调度程序输出供参考。如您所见,它一直在一遍又一遍地运行,但在我的 dag 中,我有 schedule_interval='@hourly'

2016-01-06 20:34:37,266 - root - INFO - Starting the scheduler
2016-01-06 20:34:37,267 - root - INFO - Filling up the DagBag from /usr/local/airflow/dags
2016-01-06 20:34:37,267 - root - INFO - Importing /usr/local/airflow/dags/test.py
2016-01-06 20:34:37,272 - root - INFO - Loaded DAG <DAG: schedule_test>
2016-01-06 20:34:37,281 - root - INFO - Prioritizing 0 queued jobs
2016-01-06 20:34:37,288 - root - INFO - Importing /usr/local/airflow/dags/test.py
2016-01-06 20:34:37,291 - root - INFO - Loaded DAG <DAG: schedule_test>
2016-01-06 20:34:37,318 - root - INFO - Checking state for <DagRun schedule_test @ 2016-01-06 00:00:00: scheduled__2016-01-06T00:00:00, externally triggered: False>
2016-01-06 20:34:37,321 - root - INFO - Getting list of tasks to skip for active runs.

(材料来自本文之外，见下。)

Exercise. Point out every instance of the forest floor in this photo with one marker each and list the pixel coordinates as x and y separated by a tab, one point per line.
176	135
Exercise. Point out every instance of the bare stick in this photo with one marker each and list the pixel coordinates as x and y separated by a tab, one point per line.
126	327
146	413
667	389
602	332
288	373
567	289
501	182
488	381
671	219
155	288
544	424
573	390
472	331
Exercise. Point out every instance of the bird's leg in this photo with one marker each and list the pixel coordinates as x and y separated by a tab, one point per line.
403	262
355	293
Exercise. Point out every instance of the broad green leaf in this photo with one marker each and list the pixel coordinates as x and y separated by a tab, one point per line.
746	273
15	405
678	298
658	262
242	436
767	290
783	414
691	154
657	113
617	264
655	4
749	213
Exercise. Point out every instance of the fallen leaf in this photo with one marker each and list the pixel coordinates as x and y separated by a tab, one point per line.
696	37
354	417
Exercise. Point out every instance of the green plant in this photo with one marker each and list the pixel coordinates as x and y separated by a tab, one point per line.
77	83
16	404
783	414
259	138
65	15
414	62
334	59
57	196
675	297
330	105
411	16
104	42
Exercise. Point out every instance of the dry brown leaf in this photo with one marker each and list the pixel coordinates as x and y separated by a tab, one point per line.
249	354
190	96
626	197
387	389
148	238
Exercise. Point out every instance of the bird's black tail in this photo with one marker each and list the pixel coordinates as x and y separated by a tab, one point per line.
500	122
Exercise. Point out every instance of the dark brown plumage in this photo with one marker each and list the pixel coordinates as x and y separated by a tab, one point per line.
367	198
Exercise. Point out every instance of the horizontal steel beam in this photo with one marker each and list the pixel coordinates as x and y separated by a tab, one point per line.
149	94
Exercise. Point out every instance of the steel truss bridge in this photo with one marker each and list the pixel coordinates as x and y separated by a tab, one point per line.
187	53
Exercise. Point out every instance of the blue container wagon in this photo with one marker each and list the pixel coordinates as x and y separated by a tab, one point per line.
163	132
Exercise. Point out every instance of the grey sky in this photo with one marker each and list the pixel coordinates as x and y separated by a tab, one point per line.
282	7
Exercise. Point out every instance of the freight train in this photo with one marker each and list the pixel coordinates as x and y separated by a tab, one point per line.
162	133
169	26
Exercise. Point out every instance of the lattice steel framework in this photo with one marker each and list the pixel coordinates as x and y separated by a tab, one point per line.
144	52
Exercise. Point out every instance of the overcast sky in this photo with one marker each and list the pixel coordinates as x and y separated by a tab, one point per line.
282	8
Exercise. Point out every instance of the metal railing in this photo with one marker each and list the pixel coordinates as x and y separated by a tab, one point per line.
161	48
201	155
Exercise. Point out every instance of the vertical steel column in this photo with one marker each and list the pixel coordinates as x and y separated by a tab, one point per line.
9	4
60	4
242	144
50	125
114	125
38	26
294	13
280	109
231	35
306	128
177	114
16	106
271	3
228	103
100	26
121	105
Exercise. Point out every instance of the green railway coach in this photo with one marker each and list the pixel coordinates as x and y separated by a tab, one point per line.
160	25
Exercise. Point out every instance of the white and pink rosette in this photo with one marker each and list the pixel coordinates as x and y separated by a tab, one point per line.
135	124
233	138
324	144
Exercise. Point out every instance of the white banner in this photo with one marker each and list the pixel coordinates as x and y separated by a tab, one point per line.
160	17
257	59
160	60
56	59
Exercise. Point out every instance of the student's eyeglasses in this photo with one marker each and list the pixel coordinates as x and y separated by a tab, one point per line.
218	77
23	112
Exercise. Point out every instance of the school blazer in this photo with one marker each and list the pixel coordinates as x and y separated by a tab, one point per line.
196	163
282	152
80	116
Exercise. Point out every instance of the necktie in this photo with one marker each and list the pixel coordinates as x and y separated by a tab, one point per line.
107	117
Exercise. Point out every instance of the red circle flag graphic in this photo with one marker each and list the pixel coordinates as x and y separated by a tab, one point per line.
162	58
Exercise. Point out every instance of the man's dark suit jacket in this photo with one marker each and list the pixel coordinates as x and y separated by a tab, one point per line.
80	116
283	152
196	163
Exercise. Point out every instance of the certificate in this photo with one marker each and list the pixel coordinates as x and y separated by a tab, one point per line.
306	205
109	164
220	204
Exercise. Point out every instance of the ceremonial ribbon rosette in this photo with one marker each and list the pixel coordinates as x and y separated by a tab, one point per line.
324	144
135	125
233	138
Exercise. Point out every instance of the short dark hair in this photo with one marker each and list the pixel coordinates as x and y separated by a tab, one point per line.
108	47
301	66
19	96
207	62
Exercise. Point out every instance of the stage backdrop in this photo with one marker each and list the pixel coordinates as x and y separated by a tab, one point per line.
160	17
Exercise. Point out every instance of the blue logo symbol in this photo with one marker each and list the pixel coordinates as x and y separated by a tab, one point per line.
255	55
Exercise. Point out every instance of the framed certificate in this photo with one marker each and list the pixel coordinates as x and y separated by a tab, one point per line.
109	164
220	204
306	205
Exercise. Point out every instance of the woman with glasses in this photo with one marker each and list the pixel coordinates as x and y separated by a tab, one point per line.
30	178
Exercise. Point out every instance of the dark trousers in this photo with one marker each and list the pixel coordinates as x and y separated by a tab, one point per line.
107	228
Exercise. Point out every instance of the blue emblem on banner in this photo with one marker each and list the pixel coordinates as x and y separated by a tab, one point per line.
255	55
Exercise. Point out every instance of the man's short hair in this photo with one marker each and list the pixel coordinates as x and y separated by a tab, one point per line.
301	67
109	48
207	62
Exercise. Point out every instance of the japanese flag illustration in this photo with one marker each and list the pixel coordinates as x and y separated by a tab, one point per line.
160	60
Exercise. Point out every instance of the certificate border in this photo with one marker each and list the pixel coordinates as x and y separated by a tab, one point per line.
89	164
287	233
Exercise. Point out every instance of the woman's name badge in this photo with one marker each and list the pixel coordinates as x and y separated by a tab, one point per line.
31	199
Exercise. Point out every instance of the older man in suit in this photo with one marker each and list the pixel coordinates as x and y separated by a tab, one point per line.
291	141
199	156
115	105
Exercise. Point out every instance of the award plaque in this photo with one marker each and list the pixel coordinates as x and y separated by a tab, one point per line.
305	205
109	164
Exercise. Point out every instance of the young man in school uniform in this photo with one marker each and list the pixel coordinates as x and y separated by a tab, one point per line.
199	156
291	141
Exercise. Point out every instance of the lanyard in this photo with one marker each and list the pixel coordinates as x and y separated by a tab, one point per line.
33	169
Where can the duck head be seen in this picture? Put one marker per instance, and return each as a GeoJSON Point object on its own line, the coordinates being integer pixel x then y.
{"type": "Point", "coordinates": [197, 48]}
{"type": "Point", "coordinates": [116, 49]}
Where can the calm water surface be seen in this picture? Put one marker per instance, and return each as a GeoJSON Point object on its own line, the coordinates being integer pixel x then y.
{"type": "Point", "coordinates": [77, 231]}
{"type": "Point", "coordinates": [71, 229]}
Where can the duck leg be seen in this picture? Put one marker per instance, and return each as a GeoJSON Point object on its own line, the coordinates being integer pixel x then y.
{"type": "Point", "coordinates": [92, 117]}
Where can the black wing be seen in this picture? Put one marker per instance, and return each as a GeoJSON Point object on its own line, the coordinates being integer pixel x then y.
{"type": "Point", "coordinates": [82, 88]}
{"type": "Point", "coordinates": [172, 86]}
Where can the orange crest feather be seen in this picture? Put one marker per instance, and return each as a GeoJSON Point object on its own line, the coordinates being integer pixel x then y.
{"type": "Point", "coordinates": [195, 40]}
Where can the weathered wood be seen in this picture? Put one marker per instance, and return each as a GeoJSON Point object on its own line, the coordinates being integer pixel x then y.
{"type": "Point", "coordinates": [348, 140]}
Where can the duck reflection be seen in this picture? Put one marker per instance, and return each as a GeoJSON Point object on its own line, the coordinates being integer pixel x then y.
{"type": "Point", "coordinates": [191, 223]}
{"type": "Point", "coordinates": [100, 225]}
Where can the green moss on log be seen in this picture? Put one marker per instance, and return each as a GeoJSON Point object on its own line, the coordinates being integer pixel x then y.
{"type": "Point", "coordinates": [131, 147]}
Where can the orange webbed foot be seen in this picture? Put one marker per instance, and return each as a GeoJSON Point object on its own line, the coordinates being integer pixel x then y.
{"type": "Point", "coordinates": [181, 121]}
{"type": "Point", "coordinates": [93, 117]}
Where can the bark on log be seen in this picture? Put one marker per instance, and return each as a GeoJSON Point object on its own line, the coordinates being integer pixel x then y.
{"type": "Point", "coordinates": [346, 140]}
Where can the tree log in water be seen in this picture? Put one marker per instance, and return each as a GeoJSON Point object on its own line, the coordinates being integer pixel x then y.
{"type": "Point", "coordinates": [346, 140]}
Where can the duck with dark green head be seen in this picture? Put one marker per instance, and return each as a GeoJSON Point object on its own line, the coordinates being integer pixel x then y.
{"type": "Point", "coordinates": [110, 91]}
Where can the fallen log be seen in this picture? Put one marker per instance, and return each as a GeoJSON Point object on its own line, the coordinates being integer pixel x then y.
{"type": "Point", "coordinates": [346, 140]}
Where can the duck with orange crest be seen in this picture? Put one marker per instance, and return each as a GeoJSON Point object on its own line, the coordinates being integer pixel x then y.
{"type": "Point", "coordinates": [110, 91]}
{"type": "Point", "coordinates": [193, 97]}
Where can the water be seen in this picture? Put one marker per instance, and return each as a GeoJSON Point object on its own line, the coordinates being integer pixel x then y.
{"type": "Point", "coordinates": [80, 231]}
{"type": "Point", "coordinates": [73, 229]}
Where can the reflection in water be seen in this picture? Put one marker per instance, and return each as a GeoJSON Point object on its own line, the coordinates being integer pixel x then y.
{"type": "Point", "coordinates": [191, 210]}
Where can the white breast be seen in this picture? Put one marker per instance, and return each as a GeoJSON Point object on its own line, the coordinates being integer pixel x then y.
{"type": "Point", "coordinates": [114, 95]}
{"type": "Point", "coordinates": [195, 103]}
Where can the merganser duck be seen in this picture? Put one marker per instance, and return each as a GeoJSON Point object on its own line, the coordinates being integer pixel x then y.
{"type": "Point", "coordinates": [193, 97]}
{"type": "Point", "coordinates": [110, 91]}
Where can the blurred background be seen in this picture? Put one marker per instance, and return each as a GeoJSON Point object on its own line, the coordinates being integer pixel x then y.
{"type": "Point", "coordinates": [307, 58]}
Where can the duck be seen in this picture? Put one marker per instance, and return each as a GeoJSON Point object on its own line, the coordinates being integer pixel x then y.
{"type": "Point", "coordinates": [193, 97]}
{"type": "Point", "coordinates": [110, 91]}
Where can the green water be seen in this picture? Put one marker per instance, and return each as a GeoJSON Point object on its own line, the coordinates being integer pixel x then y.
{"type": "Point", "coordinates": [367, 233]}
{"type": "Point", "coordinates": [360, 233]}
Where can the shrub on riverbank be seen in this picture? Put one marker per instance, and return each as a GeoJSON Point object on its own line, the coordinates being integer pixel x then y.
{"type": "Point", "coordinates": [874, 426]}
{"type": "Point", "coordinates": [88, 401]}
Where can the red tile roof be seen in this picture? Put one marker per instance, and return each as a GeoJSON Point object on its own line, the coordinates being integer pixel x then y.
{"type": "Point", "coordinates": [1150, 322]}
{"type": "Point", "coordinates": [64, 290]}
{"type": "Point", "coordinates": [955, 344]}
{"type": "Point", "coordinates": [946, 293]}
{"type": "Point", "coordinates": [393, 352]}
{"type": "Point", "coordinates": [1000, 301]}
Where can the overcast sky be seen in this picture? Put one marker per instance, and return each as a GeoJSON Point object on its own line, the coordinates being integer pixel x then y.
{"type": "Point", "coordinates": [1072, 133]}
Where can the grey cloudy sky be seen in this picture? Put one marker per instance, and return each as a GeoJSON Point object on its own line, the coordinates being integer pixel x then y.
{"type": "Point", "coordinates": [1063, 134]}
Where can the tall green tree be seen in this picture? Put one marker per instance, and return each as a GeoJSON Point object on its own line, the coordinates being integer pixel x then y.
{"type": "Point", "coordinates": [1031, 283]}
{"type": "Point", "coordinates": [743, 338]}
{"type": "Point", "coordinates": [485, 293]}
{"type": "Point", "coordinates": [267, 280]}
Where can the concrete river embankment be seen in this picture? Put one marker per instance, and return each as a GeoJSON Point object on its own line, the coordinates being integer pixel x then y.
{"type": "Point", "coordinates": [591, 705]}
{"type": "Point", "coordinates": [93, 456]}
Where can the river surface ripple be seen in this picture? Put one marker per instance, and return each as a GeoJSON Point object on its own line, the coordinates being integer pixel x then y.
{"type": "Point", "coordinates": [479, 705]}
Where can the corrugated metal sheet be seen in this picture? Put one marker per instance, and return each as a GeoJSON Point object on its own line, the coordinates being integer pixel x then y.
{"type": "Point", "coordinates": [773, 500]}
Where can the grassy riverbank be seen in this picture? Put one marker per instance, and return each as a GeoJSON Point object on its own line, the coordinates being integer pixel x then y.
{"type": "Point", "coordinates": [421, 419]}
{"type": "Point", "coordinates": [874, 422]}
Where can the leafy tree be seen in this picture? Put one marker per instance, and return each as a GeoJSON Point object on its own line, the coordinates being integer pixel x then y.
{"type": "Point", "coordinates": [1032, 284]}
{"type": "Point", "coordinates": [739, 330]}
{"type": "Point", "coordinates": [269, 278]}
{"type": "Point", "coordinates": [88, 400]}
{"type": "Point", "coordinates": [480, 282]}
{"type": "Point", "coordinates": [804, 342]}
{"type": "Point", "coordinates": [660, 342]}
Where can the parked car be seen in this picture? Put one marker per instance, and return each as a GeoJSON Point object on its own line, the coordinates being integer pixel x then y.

2016-01-06 20:34:37,323 - root - INFO - Checking dependencies on 1 tasks instances, minus 0 skippable ones
2016-01-06 20:34:37,326 - root - INFO - Adding to queue: airflow run schedule_test print_date 2016-01-06T00:00:00 --local -sd DAGS_FOLDER/test.py 
2016-01-06 20:34:37,347 - root - INFO - Done queuing tasks, calling the executor's heartbeat
2016-01-06 20:34:37,347 - root - INFO - Loop took: 0.071298 seconds
2016-01-06 20:34:37,356 - root - INFO - Finding 'running' jobs without a recent heartbeat
2016-01-06 20:34:37,357 - root - INFO - Failing jobs without heartbeat after 2016-01-06 20:32:22.357089
2016-01-06 20:34:42,269 - root - INFO - Prioritizing 0 queued jobs
2016-01-06 20:34:42,274 - root - INFO - Importing /usr/local/airflow/dags/test.py
2016-01-06 20:34:42,277 - root - INFO - Loaded DAG <DAG: schedule_test>
2016-01-06 20:34:42,295 - root - INFO - Done queuing tasks, calling the executor's heartbeat
2016-01-06 20:34:42,296 - root - INFO - Loop took: 0.029931 seconds
2016-01-06 20:34:42,309 - root - INFO - Finding 'running' jobs without a recent heartbeat
2016-01-06 20:34:42,310 - root - INFO - Failing jobs without heartbeat after 2016-01-06 20:32:27.310303
2016-01-06 20:34:42,314 - root - INFO - commandairflow run schedule_test print_date 2016-01-06T00:00:00 --local -sd DAGS_FOLDER/test.py 
Logging into: /usr/local/airflow/logs/schedule_test/print_date/2016-01-06T00:00:00
2016-01-06 20:34:47,895 - root - INFO - Prioritizing 0 queued jobs
2016-01-06 20:34:47,900 - root - INFO - Importing /usr/local/airflow/dags/test.py
2016-01-06 20:34:47,904 - root - INFO - Loaded DAG <DAG: schedule_test>
2016-01-06 20:34:47,922 - root - INFO - Checking state for <DagRun schedule_test @ 2016-01-06 00:00:00: scheduled__2016-01-06T00:00:00, externally triggered: False>
2016-01-06 20:34:47,925 - root - INFO - Marking run <DagRun schedule_test @ 2016-01-06 00:00:00: scheduled__2016-01-06T00:00:00, externally triggered: False> successful
2016-01-06 20:34:47,926 - root - INFO - Checking state for <DagRun schedule_test @ 2016-01-06 01:00:00: scheduled__2016-01-06T01:00:00, externally triggered: False>
2016-01-06 20:34:47,928 - root - INFO - Checking state for <DagRun schedule_test @ 2016-01-06 02:00:00: scheduled__2016-01-06T02:00:00, externally triggered: False>
2016-01-06 20:34:47,937 - root - INFO - Getting list of tasks to skip for active runs.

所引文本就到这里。